Seeing it through
Do you know how wonderful it is to wake up this morning not only at goal, but not hungover or bloated from eating and drinking?
Maybe what I post is too personal, but being connected helped me ride through a hard couple of days.
Pre-wls and getting sober, I NEVER rode anything through; too uncomfortable-must numb out.
Not anymore. It may be uncomfortable sometimes, but I have absolute faith I can hang onto my heinie and ride it out, and that there is a light at the end of the tunnel.
Funny thing is, I can go for months with not much conflict, then out of nowhwere, whammo! That's what makes this such a tricky deal. When I had my relapse, I thought I was in a good place; even went to a meeting that am and had lots of giggles. Hmmm.
Anyway, I feel great now, and a little proud that I saw it through. Each time it makes me stronger for the next time.
And there WILL be a next time! Life happens.
Anyway, reaching goal was pretty easy in the sense I knew exactly what I had to do to get where I wanted to be. Developing coping and living skills is a bit of a tougher nut to crack, especially if you've never experienced good examples of it. But, forward ho! I'm NEVER going back! (least I hope not!)
I'm glad I have my problems.

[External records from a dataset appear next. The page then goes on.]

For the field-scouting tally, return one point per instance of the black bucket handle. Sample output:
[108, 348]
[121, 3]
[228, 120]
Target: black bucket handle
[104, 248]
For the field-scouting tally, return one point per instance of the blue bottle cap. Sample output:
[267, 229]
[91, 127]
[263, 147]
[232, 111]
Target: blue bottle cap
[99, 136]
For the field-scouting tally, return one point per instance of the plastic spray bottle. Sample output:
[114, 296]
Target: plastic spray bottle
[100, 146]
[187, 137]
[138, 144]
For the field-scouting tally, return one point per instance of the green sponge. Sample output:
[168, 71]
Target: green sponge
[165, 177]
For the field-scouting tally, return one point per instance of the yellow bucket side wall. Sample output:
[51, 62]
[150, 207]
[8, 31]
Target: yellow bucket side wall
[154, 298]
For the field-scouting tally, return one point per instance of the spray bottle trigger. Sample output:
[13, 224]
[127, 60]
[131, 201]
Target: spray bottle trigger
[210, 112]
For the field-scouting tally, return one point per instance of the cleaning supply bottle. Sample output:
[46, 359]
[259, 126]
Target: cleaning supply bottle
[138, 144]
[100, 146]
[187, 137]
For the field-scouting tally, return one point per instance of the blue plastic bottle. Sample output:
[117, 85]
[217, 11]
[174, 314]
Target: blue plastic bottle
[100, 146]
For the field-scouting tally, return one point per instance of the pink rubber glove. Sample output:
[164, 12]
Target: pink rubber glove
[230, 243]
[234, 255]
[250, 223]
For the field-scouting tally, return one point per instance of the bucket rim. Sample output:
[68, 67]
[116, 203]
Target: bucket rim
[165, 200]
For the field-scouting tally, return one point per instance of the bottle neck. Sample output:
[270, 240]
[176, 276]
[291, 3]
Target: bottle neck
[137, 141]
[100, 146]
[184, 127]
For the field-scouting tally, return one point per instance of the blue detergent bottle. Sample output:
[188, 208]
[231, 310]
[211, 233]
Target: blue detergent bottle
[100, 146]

Almost sorry for normies who never have the impetus to explore themselves, change behaviors and grow. Ignorance may be bliss, but self-exploration and knowledge is the cat's meow!
Vicki
Hi Vicki,
I appreciate your openess. I have a friend who says I know I have another relapse in me... I am just not sure I have another chance at recovery. It helps me to hear that and know I am always at risk. I never know what is going to trigger my disease. This week I was doing great in many ways but everytime I looked in the mirror I saw a 316# woman. I know I do look different but my brain did not see it that way. I have had great success so far but my self esteam is my weakness today. Somedays it is other things. I have 3 young adult kids and a family friends daughter in my life I struggle to not be co- depndant with. Funny, I have been doing better than ever with that and next thing I know I am obsessed with body image. As another friend says, This disease is baffling, cunning, and wants me dead but will settle for me high.
Enjoy your day. I am cleaning house, going to watch my daughter's dance, and to a meeting. Grateful to have all those opportunities!